Monday is the Fourth of July. Americans will celebrate their independence by enjoying beer imported from Mexico and bratwurst shipped from Germany, and drive their cars made in Korea using gas from Iran to see fireworks made in China.

America is a great country where we just do things differently.

Only in America can a pizza get to your house faster than an ambulance.

Only in America do drug stores make the sick walk all the way to the back of the store to get their prescriptions filled while healthy people can buy cigarettes at the front.

Only in America do banks leave both doors wide-open and then chain pens to the counter.

Only in America do we leave our cars worth thousands of dollars in the driveway and put our useless junk in the garage.

Only in America do we use answering machines to screen calls and then have call waiting so we don’t miss a call from someone we didn’t want to talk to in the first place.

Only in America do we buy hot dogs in packages of ten and buns for them in packages of eight.

Only in America do people order double cheeseburgers, large fries and a diet Coke.

The traitor

In 1776, after the Americans declared independence from Great Britain, a group of men with serious faces sat in deep discussion long into the night around an oak table at a tavern in Philadelphia.

Suddenly, a man named Tobias Chick jumped to his feet. “Gentlemen, we must speak no more, for there is a traitor in out midst!”

The men looked at each other in shocked disbelief.

“You, Silas Hathwell, do you deny you still hold loyalty to King George III?”

“I do, indeed,” declared Hathwell angrily, “and I’ll see you that you hang, Chick. You’ll all hang, the lot of you!”

“Get him out of here,” another man cried, and Hathwell was carried from the tavern to be dealt with.

“Well, then” one man said with some admiration to the gentleman next to him, “I must concede, that Chick can catch a Tory.”

Crackers and duds

The great thing about the July 4 weekend is that nothing bad can happen. Congress is on vacation.

Old flag makers never die, they just wave bye bye.
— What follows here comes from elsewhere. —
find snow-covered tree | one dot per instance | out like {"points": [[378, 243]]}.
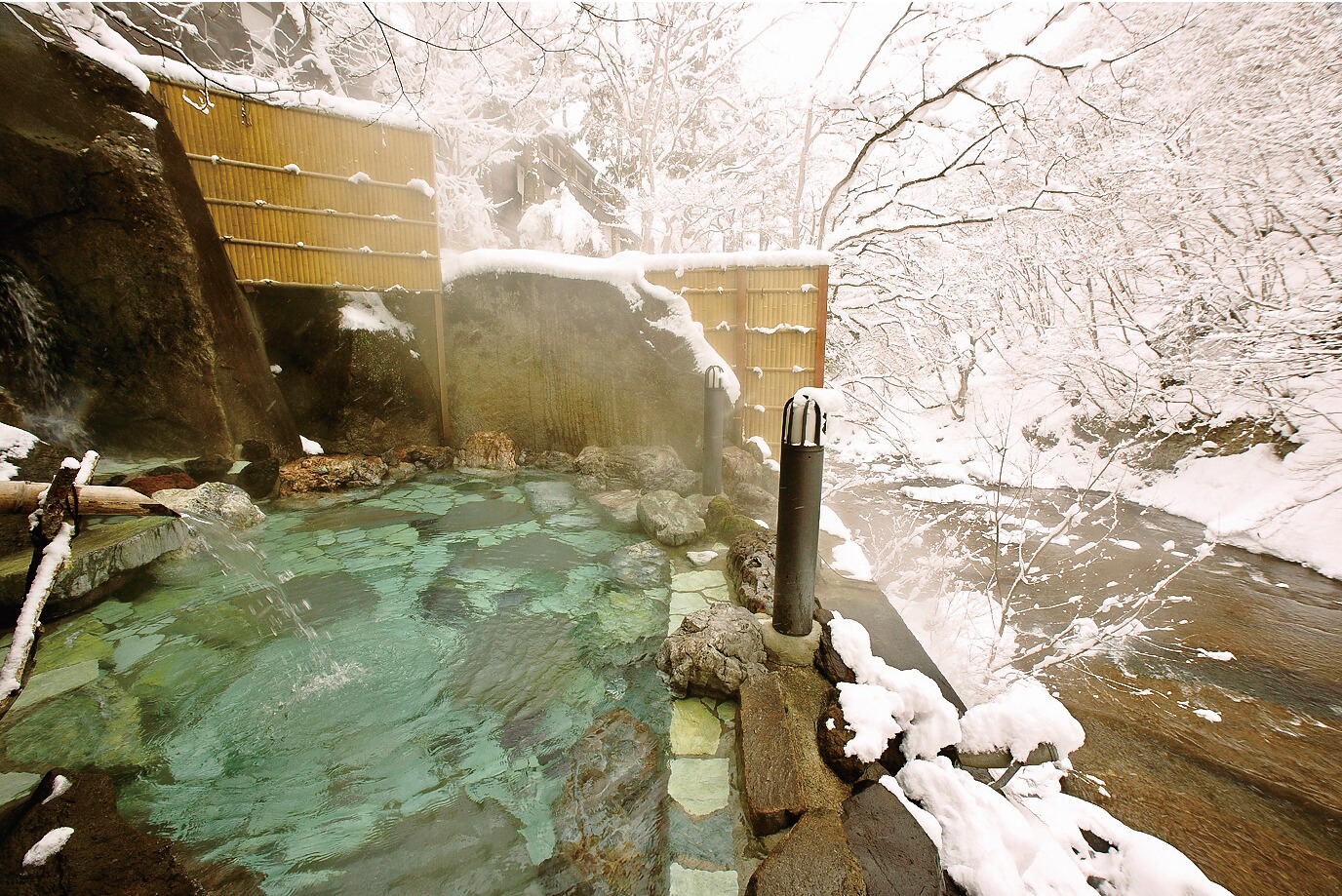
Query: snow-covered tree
{"points": [[561, 224]]}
Our forefathers resented being ruled by a king with no representation from the people. So, they got together and formed a new nation to be run by lobbyists.

Ducks celebrate the Fourth of July with fire quackers.
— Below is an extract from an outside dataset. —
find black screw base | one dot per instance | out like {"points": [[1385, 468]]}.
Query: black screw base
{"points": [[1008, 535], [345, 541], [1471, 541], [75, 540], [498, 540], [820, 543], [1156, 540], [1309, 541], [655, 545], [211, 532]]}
In 1774 Betsy Ross asked a group of colonists for their opinion of the flag she had made. It was the first flag poll.

Punsylvanians were the colonists who told the most jokes.

Special greetings to all of the seniors celebrating “In Depends Dance Day” this weekend.

The craziest battle of the Revolutionary War was the Battle of Bonkers Hill.

The long Fourth of July weekend serves a great purpose. It gets noise, mayhem, and violence off MTV and back on the streets where it belongs.

The big firework said to the little firework, “My pop is bigger than your pop.”

Our country has changed a lot since 1776. The British taxed paupers like they were millionaires, and today our government taxes millionaires like they were paupers.

What did one flag say to the other flag? Nothing. It just waved.

Because of the Stamp Act the Americans licked the British.

Canada, eh?

Today Canadians celebrate their holiday frequently referred to as “Canada’s birthday.” On this day back in the 1800s, Canada’s founding fathers gathered to discuss and plan independence from England. The issue of what to call this new country naturally came up.

One of the founding fathers really liked what the neighbors to the south did and pitched the idea. “USA is simple. It’s catchy. It works. How about if we put the letters of the alphabet in a hockey helmet, pull out three, and that’s our name. What do you think, eh?”

Everyone liked the idea and approved. So the 26 letters of the alphabet went into a helmet, and one of the founding fathers picked the three letters. He read them off as he picked them. “C, eh... N, eh... D, eh.”

Dick and his wife Jane live in Oak Run.